笄礼上的那三宾,这一世竟然一个都没见到,就足见她的前一世有多么笑话了,最后那么一个凄惨的结局。
独有一位富昌侯太夫人,因着真是被下人抬来的,萧华长公主觉得她晦气,把她安排在了所有宾客的最后面,几乎在礼堂挤角处了,还美其名曰怕她老人家被人多吵闹到,她是孝顺儿媳妇,特意求了皇后娘娘赏了她一副滕榻,先卧着吧。
要不是长乐对太夫人的气息太过熟悉了,又确信这种场合,她一定不会拉过,一定会来,几乎就把那个角落忽略而过了。
哪怕只是用眼角的余光瞄到,长乐都要隐忍不住,差点想笑出来了。
她娘真是好手段,总能恰到好处地让恨她的人有苦说不出,只能生生受着。
长乐走到皇后娘娘近前,那里早已经有铺好的红色蒲团前,按着大印国最古老的及笄礼流程,一步又一步地完成着她的人生大事。

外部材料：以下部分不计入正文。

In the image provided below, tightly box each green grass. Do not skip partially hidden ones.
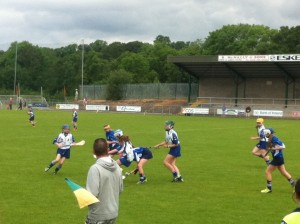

等着那十几步繁琐的流程逐一完成,已是一个时辰之后了,这满堂安静,竟是一点议论之声都没有的。
只有礼者按步骤偶尔的高呼,成为这堂内惟一的旋律。
最有意思的是这十几步中,所有涉及与父亲的地方,都被萧华长公主简略掉了,全权由母亲代劳。哪怕富昌侯已是亲临公主府,就在前院,也终是没有太夫人有幸,连着后堂都没踏进来。
这让长乐想起她前一世的及笄礼,似乎所有关于母亲的步骤,都被富昌侯府简略掉了,换成了由小田氏代劳。
哼哼,风水轮流转,一世转一世,还是转不出东风压倒西风或是西风压倒东风的怪圈,而幸好,她是决定风向的那个人。